Die Klage hat keinen Erfolg. Die Klägerin kann den für die N-GmbH zum 31. Dezember 2000 festgestellten Verlust nicht in dem beantragten Umfang im Wege des Verlustrücktrags bei der Ermittlung ihrer Einkünfte des Streitjahres 2000 berücksichtigen.
1. Nach § 12 Abs. 3 Satz 2 UmwStG in der im Streitjahr geltenden Fassung tritt die übernehmende Körperschaft bezüglich eines verbleibenden Verlustabzugs i.S. des § 10d des Einkommensteuergesetzes (EStG) in die Rechtsstellung der übertragenden Körperschaft unter der Voraussetzung ein, dass der Betrieb oder Betriebsteil, der den Verlust verursacht hat, über den Verschmelzungsstichtag hinaus in einem nach dem Gesamtbild der wirtschaftlichen Verhältnisse vergleichbaren Umfang in den folgenden fünf Jahren fortgeführt wird. Verbleibender Verlustvortrag sind die bei der Ermittlung des Gesamtbetrags der Einkünfte nicht ausgeglichenen negativen Einkünfte, vermindert um die nach Absatz 1 abgezogenen und die nach Absatz 2 abziehbaren Beträge und vermehrt um den auf den Schluss des vorangegangenen Veranlagungszeitraums festgestellten verbleibenden Verlustvortrag (§ 10d Abs. 4 Satz 2 EStG in der im Streitjahr geltenden Fassung).

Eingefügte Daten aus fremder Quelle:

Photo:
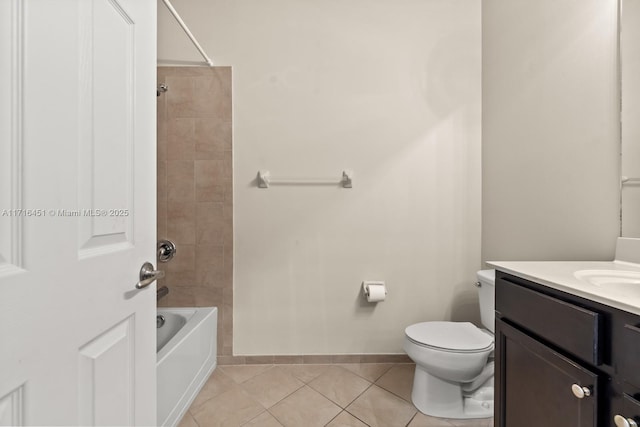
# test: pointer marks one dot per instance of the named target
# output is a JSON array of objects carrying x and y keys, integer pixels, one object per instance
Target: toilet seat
[{"x": 457, "y": 337}]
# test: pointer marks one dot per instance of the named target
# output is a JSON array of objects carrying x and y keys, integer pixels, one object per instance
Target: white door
[{"x": 77, "y": 211}]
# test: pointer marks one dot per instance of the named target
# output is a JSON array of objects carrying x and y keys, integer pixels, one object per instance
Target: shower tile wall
[{"x": 195, "y": 190}]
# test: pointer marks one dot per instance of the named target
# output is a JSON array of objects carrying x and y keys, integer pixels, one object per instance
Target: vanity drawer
[
  {"x": 629, "y": 356},
  {"x": 630, "y": 409},
  {"x": 568, "y": 326}
]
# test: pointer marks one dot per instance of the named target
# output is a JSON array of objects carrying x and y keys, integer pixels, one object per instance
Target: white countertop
[{"x": 560, "y": 275}]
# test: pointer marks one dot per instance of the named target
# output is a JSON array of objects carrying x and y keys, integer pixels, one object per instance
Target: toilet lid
[{"x": 459, "y": 336}]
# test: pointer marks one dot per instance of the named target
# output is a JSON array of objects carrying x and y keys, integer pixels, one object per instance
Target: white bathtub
[{"x": 186, "y": 357}]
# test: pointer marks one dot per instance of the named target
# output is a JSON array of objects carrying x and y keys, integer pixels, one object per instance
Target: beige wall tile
[
  {"x": 194, "y": 123},
  {"x": 209, "y": 269},
  {"x": 213, "y": 137},
  {"x": 209, "y": 224},
  {"x": 181, "y": 224},
  {"x": 180, "y": 181},
  {"x": 181, "y": 139},
  {"x": 179, "y": 96},
  {"x": 184, "y": 279},
  {"x": 183, "y": 261}
]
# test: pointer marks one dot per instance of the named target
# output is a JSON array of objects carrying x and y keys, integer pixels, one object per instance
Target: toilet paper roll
[{"x": 374, "y": 292}]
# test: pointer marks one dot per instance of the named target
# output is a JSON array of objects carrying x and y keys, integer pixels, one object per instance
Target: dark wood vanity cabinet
[{"x": 562, "y": 360}]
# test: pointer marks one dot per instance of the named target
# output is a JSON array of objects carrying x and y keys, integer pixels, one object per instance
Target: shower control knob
[
  {"x": 580, "y": 392},
  {"x": 148, "y": 275},
  {"x": 621, "y": 421}
]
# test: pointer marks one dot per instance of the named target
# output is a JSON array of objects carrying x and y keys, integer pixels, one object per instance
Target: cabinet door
[{"x": 534, "y": 384}]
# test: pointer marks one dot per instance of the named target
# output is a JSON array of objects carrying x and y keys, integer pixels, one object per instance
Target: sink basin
[{"x": 616, "y": 280}]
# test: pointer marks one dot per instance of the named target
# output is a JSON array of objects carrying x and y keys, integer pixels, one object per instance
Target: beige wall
[
  {"x": 195, "y": 196},
  {"x": 550, "y": 130},
  {"x": 630, "y": 80},
  {"x": 390, "y": 90}
]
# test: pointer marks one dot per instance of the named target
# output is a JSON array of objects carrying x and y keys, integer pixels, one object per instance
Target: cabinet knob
[
  {"x": 621, "y": 421},
  {"x": 580, "y": 392}
]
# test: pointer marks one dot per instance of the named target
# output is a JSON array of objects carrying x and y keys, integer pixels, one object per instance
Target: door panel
[
  {"x": 78, "y": 339},
  {"x": 534, "y": 384}
]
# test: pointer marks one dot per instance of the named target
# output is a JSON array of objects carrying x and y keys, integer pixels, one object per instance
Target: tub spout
[{"x": 161, "y": 292}]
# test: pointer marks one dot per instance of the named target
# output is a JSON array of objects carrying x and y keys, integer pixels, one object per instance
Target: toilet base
[{"x": 439, "y": 398}]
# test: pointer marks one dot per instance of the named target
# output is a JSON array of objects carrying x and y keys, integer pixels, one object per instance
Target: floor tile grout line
[
  {"x": 343, "y": 411},
  {"x": 338, "y": 404},
  {"x": 361, "y": 376},
  {"x": 395, "y": 394}
]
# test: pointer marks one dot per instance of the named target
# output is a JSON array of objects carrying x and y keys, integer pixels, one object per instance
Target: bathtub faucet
[{"x": 161, "y": 292}]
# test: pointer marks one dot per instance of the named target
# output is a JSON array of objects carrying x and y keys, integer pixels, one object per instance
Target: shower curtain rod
[{"x": 175, "y": 14}]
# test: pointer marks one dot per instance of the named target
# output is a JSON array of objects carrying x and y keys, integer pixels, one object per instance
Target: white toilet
[{"x": 454, "y": 370}]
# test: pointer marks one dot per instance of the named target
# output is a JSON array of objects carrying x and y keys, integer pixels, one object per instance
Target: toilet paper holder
[{"x": 374, "y": 291}]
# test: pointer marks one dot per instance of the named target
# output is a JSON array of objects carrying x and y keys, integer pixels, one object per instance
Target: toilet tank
[{"x": 487, "y": 298}]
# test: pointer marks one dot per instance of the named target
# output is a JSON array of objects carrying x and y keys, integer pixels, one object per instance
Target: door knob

2. Nach dem Wortlaut der maßgebenden Regelung ist bei der übernehmenden Körperschaft ein Verlustabzug im Wege des Verlustvortrags in Veranlagungszeiträume, die auf den steuerlichen Übertragungsstichtag folgen, möglich. Der Verlustvortrag der übertragenden Körperschaft geht somit nicht verloren; er kann mit künftigen Gewinnen der übernehmenden Gesellschaft verrechnet werden (ebenso Orth, Phasengleiche Verlustverrechnung nach Umwandlungen, Steuer und Wirtschaft - StuW - 1996, 306, 322; s. auch BMF-Schreiben vom 7. April 2006 IV B 7 - S 1978b - 1/06).
Nach der Praxis der Finanzverwaltung (BMF-Schreiben vom 25. März 1998, BStBl I 1998, 268 Tz. 12.15 f.) soll - über den gesetzlichen Wortlaut hinausgehend - ein Verlustabzug allerdings nicht nur im Wege des (fortgeführten) Verlustvortrags, sondern auch bereits durch Abzug im Jahr des steuerlichen Übertragungsstichtags möglich sein (zustimmend Frotscher in Frotscher/Maas, Körperschaftsteuergesetz, Umwandlungssteuergesetz, § 12 UmwStG Rz. 76; s. auch Gatermann, Verlustberücksichtigung im Umwandlungssteuergesetz, Festschrift für Widmann, 425 ff.). Hierzu wird im Schrifttum auch die Auffassung vertreten, dass der übernehmenden Gesellschaft neben einem Verlustvortrag und einem Verlustausgleich sogar ein Verlustrücktrag möglich sein soll (z.B. Streck/Posdziech, GmbH-Rundschau - GmbHR 1995, 357, 359; Kröner, GmbHR 1996, 256, 259; Mildner, GmbHR 2003, 644, 647; zum Meinungsspektrum s. zusammenfassend Thiel/Eversberg/v. Lishaut/Neumann, GmbHR 1998, 397, 421 ff.).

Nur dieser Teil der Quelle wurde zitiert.